A posição contrária, isto é, que defende a atribuição de personalidade jurídica aos animais para atribuir-lhes verdadeiros direitos (assim como Savigny defendeu – e obteve – para as pessoas colectivas) tem vindo a ser defendida por associações de defesa nos animais e de protecção do ambiente e teve o seu momento de glória com a proclamação da Declaração Universal dos Direitos do Animal (1978) que afirma no seu preâmbulo que «todo o animal possui direitos».
Esta é a posição de MARTHA NUSSBAUM ao afirmar que «there seems to be no good reason why existing mechanisms of basic justice, entitlement and law cannot be extended across the species barrier» e a que se juntam nomes como ALAN DERSHOWITZ e LAURENCE TRIBE da Harvard Law School.
Não sendo os animais «sujeitos de direito» à luz da lei, impõe-se saber o que são então. E, por não haver definição precisa onde os enquadrar, os animais têm de ser reconduzidos à qualificação jurídica como coisas (art. 202º CC), isto é, tudo aquilo que pode ser objecto de relações jurídicas, considerando-se, porém, fora do comércio todas as coisas que não podem ser objecto de direitos privados, tais como as que se encontram no domínio público e as que são, por sua natureza, insusceptíveis de apropriação individual. E como não constam do art. 204º CC que enumera as coisas imóveis, temos de considerá-los coisas móveis (art. 205º CC). Soluções semelhantes adoptaram os Códigos Civis italiano, espanhol e francês.
Á luz do nosso ordenamento jurídico, como coisas que são, os animais encontram-se sujeitos ao regime das coisas no que se refere à ocupação, propriedade ou transmissão.
Em meu entender, a solução preconizada por MARTHA NUSSBAUM, ALAN DERSHOWITZ, LAURENCE TRIBE ou outras ainda mais radicais como as defendidas por TOM REGAN ou PETER SINGER não são as ideais no que respeita à tutela dos direitos dos animais. Conferir personalidade jurídica aos animais iria conferir-lhes não só direitos mas também deveres a que, enquanto seres não dotados de razão e sentido de responsabilidade, lhes não seria permitido responder. Tal abriria portas a que ocorresse um aumento do abandono animal, a que houvesse punição de animais que agissem de forma violenta provocada pelos donos ao invés de serem estes a ser punidos, etc.

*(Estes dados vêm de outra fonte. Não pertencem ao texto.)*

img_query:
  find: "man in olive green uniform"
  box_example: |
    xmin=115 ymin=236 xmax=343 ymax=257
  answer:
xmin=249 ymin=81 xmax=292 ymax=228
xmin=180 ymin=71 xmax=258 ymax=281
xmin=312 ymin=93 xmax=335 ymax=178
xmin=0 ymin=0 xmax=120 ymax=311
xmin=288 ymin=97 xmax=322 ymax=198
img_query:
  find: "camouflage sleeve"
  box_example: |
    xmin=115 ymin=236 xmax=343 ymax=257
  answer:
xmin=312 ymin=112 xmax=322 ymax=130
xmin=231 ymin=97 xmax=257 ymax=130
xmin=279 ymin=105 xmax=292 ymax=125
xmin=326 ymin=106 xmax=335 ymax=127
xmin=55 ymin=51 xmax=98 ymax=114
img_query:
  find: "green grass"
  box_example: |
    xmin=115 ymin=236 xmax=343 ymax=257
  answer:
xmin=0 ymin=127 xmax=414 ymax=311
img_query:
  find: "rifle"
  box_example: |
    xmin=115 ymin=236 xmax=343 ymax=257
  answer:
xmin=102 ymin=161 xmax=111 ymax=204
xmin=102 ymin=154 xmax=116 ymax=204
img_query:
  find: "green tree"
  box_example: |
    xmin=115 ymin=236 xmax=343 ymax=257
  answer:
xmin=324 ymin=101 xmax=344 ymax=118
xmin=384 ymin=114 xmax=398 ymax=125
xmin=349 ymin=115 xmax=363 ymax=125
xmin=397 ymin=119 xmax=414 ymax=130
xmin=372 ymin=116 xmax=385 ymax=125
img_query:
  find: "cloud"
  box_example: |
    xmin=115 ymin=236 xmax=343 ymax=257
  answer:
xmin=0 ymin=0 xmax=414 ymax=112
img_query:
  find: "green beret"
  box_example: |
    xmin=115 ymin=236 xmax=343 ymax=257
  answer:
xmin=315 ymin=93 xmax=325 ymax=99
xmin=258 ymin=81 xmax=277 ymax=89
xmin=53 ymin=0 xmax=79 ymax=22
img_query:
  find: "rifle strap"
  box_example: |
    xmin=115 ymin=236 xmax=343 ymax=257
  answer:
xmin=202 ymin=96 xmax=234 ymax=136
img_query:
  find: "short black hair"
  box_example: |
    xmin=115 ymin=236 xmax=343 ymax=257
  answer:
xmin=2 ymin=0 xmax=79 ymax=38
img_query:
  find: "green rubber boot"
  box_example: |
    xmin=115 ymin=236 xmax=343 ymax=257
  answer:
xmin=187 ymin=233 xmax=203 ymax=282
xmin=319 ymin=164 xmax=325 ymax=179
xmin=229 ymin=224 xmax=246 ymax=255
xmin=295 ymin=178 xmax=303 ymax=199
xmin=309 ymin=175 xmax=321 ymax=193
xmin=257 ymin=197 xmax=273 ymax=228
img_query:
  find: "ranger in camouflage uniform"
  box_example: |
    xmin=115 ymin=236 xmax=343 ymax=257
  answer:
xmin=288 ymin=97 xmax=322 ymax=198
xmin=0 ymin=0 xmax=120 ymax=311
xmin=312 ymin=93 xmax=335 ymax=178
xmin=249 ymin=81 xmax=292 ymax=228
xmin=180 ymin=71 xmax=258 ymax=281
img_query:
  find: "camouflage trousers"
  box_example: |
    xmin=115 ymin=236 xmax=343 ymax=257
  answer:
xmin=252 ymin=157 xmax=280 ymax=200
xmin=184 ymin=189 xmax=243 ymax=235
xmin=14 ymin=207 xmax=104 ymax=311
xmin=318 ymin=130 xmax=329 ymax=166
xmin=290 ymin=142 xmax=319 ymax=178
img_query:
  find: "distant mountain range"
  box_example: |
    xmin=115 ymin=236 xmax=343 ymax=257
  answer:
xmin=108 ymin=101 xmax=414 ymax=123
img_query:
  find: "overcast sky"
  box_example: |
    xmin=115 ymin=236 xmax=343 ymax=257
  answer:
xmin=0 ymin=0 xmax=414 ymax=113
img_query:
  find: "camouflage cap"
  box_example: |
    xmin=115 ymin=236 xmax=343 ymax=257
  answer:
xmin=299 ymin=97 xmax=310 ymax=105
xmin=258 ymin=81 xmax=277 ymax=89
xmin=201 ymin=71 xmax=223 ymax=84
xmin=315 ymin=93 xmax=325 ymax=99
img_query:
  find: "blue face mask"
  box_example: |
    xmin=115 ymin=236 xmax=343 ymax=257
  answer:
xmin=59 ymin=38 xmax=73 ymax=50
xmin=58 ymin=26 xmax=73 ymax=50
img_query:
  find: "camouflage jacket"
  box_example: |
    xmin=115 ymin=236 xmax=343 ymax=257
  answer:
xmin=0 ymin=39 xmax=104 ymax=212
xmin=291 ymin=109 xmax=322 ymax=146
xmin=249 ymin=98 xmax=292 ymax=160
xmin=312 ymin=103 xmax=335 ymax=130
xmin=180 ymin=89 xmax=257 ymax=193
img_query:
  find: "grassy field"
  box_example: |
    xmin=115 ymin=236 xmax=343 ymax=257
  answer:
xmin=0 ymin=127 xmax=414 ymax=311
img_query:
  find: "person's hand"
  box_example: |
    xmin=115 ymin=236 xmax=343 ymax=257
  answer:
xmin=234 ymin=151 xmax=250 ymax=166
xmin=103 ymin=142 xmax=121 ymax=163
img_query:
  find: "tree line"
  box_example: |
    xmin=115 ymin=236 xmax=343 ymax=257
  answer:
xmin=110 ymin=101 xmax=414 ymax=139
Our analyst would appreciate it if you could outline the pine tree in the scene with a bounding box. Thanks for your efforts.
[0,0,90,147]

Acompanho plenamente MARTHA NUSSBAUM no que respeita ao problema, isto é, no que respeita à urgente necessidade de se procederem a alterações legislativas que confiram uma (muito) maior protecção aos animais, só não considero a via sugerida a mais adequada. A equiparação de animais ao Homem levaria a situações injustas. Justiça é tratar igual o que é igual e tratar diferente o que é diferente, na medida da diferença e seres humanos e animais não são iguais, sendo que tratá-los como tal traria grandes prejuízos e quase sempre para o lado do animal.
Acredito que uma dessas alterações legislativas que poderia marcar a diferença no que respeita aos constantes abusos que são cometidos contra os animais era a criação no Código Civil de uma secção autónoma dedicada aos animais, independente do regime das coisas – o que, diga-se de passagem, até é indigno, mesmo entendido apenas em sentido jurídico – com vista à criação de uma figura híbrida, distinta quer das pessoas quer das coisas.